Greer and her colleagues describe the new method in a paper published online by the journal Small. The lead author of the paper is Thomas T. Tran (PhD ’25), and the second author is Rebecca Gallivan (PhD ’23), a former member of the Greer lab who is now an assistant professor of engineering at Dartmouth College.
The new technique builds on previous work from the Greer lab in which the scientists showed how to use a form of 3D printing, or additive manufacturing, to make complex microscale metal structures. Previously, the technique, called hydrogel-infusion additive manufacturing (HIAM), had been used to carefully build structures from a single type of metal. In the new work, Tran has figured out a way to infuse more than one metal at a time, creating copper–nickel alloys containing custom percentages of copper and nickel—differences that matter when it comes to material properties.
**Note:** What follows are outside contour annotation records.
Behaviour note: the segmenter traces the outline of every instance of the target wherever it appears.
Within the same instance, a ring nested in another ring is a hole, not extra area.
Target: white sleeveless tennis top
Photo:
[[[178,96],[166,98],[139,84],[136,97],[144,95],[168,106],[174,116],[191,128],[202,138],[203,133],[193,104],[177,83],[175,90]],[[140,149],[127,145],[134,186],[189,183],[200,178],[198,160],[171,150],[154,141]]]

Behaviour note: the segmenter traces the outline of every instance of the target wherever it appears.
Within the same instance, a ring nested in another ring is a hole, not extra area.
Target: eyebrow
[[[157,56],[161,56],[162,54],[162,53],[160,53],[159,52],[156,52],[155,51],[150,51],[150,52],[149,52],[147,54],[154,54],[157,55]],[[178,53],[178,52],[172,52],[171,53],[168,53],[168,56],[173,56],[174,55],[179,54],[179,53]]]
The process begins with 3D printing of an organic hydrogel material, depositing the polymer resin precisely where it is wanted, layer by layer, to create a gel-like scaffold. That scaffold is then infused with metal ions by pouring a liquid solution of metallic salts over the structure. Next, in a process called calcination, the scientists burn the material, removing all the organic content and leaving behind the metals. Since this is done in the presence of oxygen, what is left is a mixture of metal oxides.
In an innovative next step, called reductive annealing, Tran raises the temperature in a hydrogen environment causing most of the oxygen to diffuse back out of the solid; it then reacts with hydrogen to form water vapor. This leaves behind a metallic structure of the desired shape that is an alloy of the two added metals.
“The composition can be varied in whatever manner you like, which has not been possible in traditional metallurgy processes,” Greer explains. “One of our colleagues described this work as bringing metallurgy into the 21st century.”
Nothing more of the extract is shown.